Symptoms are similar to those of COVID, the common cold, and the flu. According to the CDC, people usually show symptoms within four to six days of infection. These may include runny nose, cough, sneezing, fever, wheezing and loss of appetite. In particular, symptoms often appear in phases and do not appear all at once.

According to the CDC, almost all children will not have an RSV infection, diagnosed or not, by their second birthday. For very young children, irritability, decreased activity and difficulty breathing may be the only recognizable symptoms.

Parents are advised to call their pediatrician if their child is having difficulty breathing, is not drinking enough fluids, or is experiencing worsening symptoms. Dehydration and shortness of breath make severe cases and hospitalizations more likely. In the worst case, children may need to be intubated. In most cases, hospital stays last a few days.

How is RSV transmitted?

RSV transmission is similar to how diseases like COVID and colds spread.

The virus is spread when an infected person coughs or sneezes; You get droplets of the microscopic virus when you cough or sneeze into your eyes, nose or mouth. They touch a surface that has the virus, for example, like a door knob, and if you touch your face without washing your hands, you’re exposed to the virus, just like someone else. Kiss the face of an infected child.

CUAHow long does RSV last in the system?

The infectious period typically lasts three to eight days, but in some cases involving infants or immunocompromised adults, RSV can spread for up to a month, even when patients no longer show symptoms.

Children are often exposed to RSV outside the home, in places like school or day care, and they can pass it on to family.

RSV can survive on hard surfaces such as crib rails and table tops for several hours, and generally for less time on soft surfaces such as handkerchiefs and hands.

Does RSV only affect children?

The CDC says you can get RSV at any age, but subsequent infections tend to be less severe.

People at higher risk for serious illness from RSV include premature infants, young children with congenital heart or chronic lung disease, people with weakened immune symptoms, and older adults, especially those with underlying heart or lung conditions.

RSV. treatment for

There is no specific treatment for RSV infection, but researchers are working to develop antivirals and vaccines.

A drug called palivizumab is available to prevent severe RSV disease in some children, but the CDC says it may not help cure or treat children who already have severe RSV-related illness and They cannot prevent infection.

I S. how can i reduceInSymptoms of RSV and How to Prevent It?

Over-the-counter fever reducers and pain relievers at local pharmacies and stores, such as acetaminophen or ibuprofen, can help control fever and pain, although parents should never give aspirin to their children.

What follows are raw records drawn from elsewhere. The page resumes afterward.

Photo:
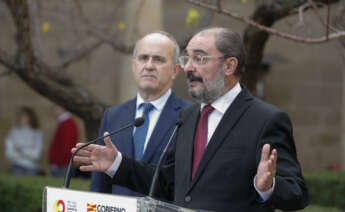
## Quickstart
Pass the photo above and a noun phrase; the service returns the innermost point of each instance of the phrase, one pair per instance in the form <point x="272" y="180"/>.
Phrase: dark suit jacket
<point x="224" y="179"/>
<point x="117" y="117"/>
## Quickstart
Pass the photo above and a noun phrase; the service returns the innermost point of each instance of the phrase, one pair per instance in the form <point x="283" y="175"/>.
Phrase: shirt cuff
<point x="115" y="166"/>
<point x="264" y="196"/>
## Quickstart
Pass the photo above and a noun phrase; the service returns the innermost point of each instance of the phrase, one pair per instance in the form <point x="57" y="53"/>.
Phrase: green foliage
<point x="326" y="188"/>
<point x="25" y="193"/>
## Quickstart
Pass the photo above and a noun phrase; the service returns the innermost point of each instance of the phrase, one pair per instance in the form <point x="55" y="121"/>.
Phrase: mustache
<point x="192" y="77"/>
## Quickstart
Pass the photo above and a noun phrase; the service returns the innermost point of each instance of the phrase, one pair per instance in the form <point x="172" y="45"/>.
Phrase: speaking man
<point x="233" y="151"/>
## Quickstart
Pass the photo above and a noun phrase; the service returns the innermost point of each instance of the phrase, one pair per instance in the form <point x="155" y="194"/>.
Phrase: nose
<point x="149" y="64"/>
<point x="188" y="66"/>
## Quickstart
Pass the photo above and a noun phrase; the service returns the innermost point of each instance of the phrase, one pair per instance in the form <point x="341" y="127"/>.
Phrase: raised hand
<point x="267" y="169"/>
<point x="96" y="157"/>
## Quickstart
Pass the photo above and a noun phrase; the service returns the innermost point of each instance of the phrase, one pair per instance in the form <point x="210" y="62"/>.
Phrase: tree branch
<point x="270" y="30"/>
<point x="80" y="54"/>
<point x="44" y="79"/>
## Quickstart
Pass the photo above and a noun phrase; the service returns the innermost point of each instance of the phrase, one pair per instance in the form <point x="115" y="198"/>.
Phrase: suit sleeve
<point x="290" y="191"/>
<point x="137" y="176"/>
<point x="100" y="181"/>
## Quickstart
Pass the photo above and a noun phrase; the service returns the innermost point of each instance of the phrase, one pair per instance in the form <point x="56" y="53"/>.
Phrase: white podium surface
<point x="67" y="200"/>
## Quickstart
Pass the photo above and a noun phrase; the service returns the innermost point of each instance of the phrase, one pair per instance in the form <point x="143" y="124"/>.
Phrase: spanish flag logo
<point x="91" y="207"/>
<point x="59" y="206"/>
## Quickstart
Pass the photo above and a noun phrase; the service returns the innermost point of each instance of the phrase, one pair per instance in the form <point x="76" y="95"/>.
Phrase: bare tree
<point x="50" y="80"/>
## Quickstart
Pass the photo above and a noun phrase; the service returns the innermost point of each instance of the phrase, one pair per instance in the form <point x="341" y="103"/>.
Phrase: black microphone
<point x="137" y="122"/>
<point x="158" y="167"/>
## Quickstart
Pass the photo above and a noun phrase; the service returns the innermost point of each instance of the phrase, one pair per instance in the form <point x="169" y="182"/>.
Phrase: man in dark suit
<point x="154" y="66"/>
<point x="233" y="151"/>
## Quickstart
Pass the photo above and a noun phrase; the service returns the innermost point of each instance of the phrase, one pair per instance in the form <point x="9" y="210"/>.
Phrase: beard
<point x="210" y="90"/>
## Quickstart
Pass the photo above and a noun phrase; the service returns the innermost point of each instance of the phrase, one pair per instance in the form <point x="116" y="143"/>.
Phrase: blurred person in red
<point x="65" y="137"/>
<point x="24" y="143"/>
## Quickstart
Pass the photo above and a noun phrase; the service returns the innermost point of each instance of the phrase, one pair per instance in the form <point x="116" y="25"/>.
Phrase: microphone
<point x="137" y="122"/>
<point x="158" y="167"/>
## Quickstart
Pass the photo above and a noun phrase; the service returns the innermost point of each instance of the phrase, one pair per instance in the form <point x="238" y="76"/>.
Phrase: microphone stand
<point x="137" y="122"/>
<point x="155" y="175"/>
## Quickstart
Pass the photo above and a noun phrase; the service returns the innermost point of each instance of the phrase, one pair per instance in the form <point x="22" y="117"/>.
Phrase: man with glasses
<point x="154" y="67"/>
<point x="233" y="152"/>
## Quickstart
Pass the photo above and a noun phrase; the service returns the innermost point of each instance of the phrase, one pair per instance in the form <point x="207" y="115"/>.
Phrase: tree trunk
<point x="48" y="82"/>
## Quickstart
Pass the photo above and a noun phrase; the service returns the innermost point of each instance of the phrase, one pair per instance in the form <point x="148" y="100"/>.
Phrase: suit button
<point x="188" y="198"/>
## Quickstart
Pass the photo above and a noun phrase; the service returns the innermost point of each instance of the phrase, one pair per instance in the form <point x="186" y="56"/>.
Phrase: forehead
<point x="202" y="43"/>
<point x="155" y="44"/>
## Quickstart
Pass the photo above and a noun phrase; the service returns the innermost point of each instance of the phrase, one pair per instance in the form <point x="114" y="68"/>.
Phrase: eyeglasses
<point x="156" y="59"/>
<point x="197" y="60"/>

Make sure infected people stay hydrated.

Here are the CDC’s tips on prevention, although some may sound familiar:

  • Cover coughs and sneezes with the tissue or upper arm of your shirt, not your hands.
  • Wash your hands frequently with soap and water for at least 20 seconds.
  • Avoid close contact with other people, such as kissing, shaking hands and sharing cups and eating utensils.
  • Wipe frequently touched surfaces such as door knobs and mobile devices.

When possible, people with cold-like symptoms should avoid interacting with children at high risk for severe RSV. If they can’t, they should follow prevention steps and make sure they don’t kiss high-risk babies when they have symptoms.

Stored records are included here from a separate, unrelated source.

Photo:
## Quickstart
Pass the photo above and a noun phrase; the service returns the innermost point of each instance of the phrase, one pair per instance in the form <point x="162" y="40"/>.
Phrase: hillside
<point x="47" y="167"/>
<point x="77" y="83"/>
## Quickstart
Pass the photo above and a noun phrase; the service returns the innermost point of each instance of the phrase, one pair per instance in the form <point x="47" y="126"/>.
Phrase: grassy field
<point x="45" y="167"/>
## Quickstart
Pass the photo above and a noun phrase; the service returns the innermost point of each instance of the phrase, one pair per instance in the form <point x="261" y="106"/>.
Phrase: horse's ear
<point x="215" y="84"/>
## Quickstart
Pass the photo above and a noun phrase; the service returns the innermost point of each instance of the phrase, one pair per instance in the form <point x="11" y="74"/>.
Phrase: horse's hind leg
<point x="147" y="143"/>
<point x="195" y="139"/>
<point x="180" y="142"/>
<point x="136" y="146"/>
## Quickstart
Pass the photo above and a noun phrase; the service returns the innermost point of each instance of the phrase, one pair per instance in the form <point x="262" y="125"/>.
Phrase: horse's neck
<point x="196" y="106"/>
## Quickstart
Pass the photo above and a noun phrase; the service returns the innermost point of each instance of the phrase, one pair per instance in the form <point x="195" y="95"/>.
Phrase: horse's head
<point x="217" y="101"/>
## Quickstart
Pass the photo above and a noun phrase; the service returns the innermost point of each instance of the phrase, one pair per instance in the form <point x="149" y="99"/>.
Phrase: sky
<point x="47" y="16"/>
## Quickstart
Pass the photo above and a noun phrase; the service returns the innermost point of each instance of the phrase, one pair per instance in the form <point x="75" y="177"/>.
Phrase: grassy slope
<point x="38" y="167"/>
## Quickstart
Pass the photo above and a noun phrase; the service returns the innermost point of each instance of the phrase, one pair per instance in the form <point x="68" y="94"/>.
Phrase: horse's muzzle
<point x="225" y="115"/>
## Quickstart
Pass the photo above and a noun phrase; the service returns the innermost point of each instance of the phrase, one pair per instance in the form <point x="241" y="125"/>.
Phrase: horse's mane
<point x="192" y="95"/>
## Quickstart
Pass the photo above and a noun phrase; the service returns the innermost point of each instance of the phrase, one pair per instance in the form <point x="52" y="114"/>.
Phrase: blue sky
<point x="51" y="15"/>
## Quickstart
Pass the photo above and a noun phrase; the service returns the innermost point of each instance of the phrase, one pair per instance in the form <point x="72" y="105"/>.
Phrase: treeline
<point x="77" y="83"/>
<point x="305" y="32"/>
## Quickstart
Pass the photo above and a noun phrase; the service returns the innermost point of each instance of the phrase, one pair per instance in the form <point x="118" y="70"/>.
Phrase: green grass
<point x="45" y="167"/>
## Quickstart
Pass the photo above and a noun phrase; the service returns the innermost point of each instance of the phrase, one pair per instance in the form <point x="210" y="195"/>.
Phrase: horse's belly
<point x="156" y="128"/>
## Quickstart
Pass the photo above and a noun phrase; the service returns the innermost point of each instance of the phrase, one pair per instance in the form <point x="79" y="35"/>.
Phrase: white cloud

The CDC says parents with high-risk children are advised to take extra precautions.

They include:

  • Avoid close contact with sick people
  • Wash your hands frequently with soap and water for at least 20 seconds.
  • Avoid touching your face with dirty hands
  • Limit the time you spend in daycare centers or other potentially infectious settings, especially during the fall, winter, and spring. This can help prevent infection and the spread of the virus during RSV season.